Black Power/Black Thought with Ashley Farmer & Ibram X. Kendi
Date and Time
Apr 26, 2018 6:30 pm
Location
14th & V
Apr 26, 2018 6:30 pm
14th & V
Join Busboys and Poets Books as we welcome Ibram X. Kendi, National Book Award Winner and author of Stamped: The Definitive History of Racist Ideas in America as he talks with Ashley D. Farmer about her new book, Remaking Black Power: How Black Women Transformed an Era. Complicating the assumption that race and gender constraints relegated black women to the margins of the movement, Remaking Black Power demonstrates how black women fought for more inclusive understandings of Black liberation and social justice during the Black Power movement. Kendi and Farmer will discuss the book’s insights about the rise and fall of the black power movement, black women's myriad contributions to the black freedom struggle, and how histories of this period can inform activism and race relations today.
Ashley Farmer is a historian of black women’s history, intellectual history, and radical politics. She is currently an Assistant Professor in the Department of History and the African American Studies Program at Boston University. Farmer’s scholarship has appeared in numerous venues including The Black Scholar and The Journal of African American History.
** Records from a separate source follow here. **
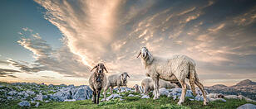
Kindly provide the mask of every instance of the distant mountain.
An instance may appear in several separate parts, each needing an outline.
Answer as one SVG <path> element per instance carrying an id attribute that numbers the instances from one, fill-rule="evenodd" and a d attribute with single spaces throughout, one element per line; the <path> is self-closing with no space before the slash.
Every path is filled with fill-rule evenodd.
<path id="1" fill-rule="evenodd" d="M 245 79 L 245 80 L 243 80 L 243 81 L 238 83 L 234 87 L 235 87 L 235 86 L 249 86 L 249 85 L 256 85 L 256 82 L 253 82 L 249 79 Z"/>
<path id="2" fill-rule="evenodd" d="M 223 84 L 216 84 L 211 87 L 205 87 L 209 92 L 224 93 L 227 95 L 242 94 L 251 99 L 256 100 L 256 82 L 245 79 L 239 82 L 237 84 L 227 87 Z"/>

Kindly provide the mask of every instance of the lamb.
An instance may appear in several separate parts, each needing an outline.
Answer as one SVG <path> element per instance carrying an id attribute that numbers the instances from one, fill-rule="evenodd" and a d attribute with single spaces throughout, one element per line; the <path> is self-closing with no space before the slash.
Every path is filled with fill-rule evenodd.
<path id="1" fill-rule="evenodd" d="M 89 84 L 91 88 L 93 91 L 92 101 L 94 103 L 99 104 L 100 93 L 102 88 L 106 87 L 106 77 L 104 73 L 104 69 L 106 73 L 107 70 L 105 65 L 102 63 L 99 63 L 96 65 L 91 72 L 96 69 L 96 71 L 93 72 L 89 78 Z"/>
<path id="2" fill-rule="evenodd" d="M 187 90 L 187 85 L 185 80 L 185 78 L 189 78 L 193 95 L 196 95 L 194 89 L 194 84 L 196 84 L 203 93 L 204 105 L 207 105 L 208 101 L 206 92 L 203 84 L 199 83 L 199 79 L 195 71 L 195 63 L 192 59 L 181 54 L 174 55 L 169 59 L 156 56 L 153 57 L 145 47 L 140 49 L 137 58 L 140 55 L 142 64 L 145 65 L 147 71 L 146 75 L 150 77 L 154 81 L 154 99 L 158 99 L 160 97 L 160 78 L 170 82 L 179 81 L 182 87 L 182 93 L 178 105 L 181 105 L 185 101 Z"/>
<path id="3" fill-rule="evenodd" d="M 144 94 L 148 94 L 150 91 L 154 90 L 154 82 L 152 78 L 145 78 L 141 81 L 141 87 L 144 92 Z M 166 82 L 164 80 L 159 80 L 159 88 L 175 88 L 175 85 L 170 83 L 170 82 Z"/>
<path id="4" fill-rule="evenodd" d="M 140 87 L 138 84 L 135 84 L 133 86 L 133 88 L 135 88 L 135 92 L 142 93 L 141 87 Z"/>
<path id="5" fill-rule="evenodd" d="M 127 88 L 127 77 L 130 78 L 129 74 L 126 72 L 122 73 L 121 74 L 112 74 L 107 78 L 107 83 L 104 88 L 104 98 L 106 97 L 106 90 L 110 88 L 111 94 L 113 93 L 113 88 L 117 86 L 118 91 L 121 91 L 121 86 L 126 86 Z"/>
She has also contributed to popular outlets like The Independent and the History Channel. She is also a leader in the African American Intellectual History Society (AAIHS) and a regular blogger for Black Perspectives. Farmer earned her BA from Spelman College and a PhD in African American Studies from Harvard University.
Ibram X. Kendi is a New York Times best-selling author and award-winning historian. He is Professor of History and International Relations and the Founding Director of the Antiracist Research and Policy Center at American University. His second book, Stamped from the Beginning: The Definitive History of Racist Ideas in America (Nation, 2016) won the 2016 National Book Award for Nonfiction, was a finalist for a National Book Critics Circle Award, a Hurston/Wright Legacy Award, and a NAACP Image Award. Kendi also authored the award-winning book, The Black Campus Movement: Black Students and the Racial Reconstruction of Higher Education, 1965-1972 (Palgrave, 2012).
Kendi has published fourteen essays on Black power, intellectual history, racism, and antiracism in books, academic journals, and periodicals like The New York Times, Time, Black Perspectives, The Washington Post, and The Chronicle of Higher Education. He is also working on, How to Be an Antiracist: A Memoir of My Journey, which will be published by Random House. Kendi earned his BA from Florida A&M University, and MA and PhD in African American Studies from Temple University. He lives in Washington, DC.
This event is co-sponsored by The University of North Carolina Press.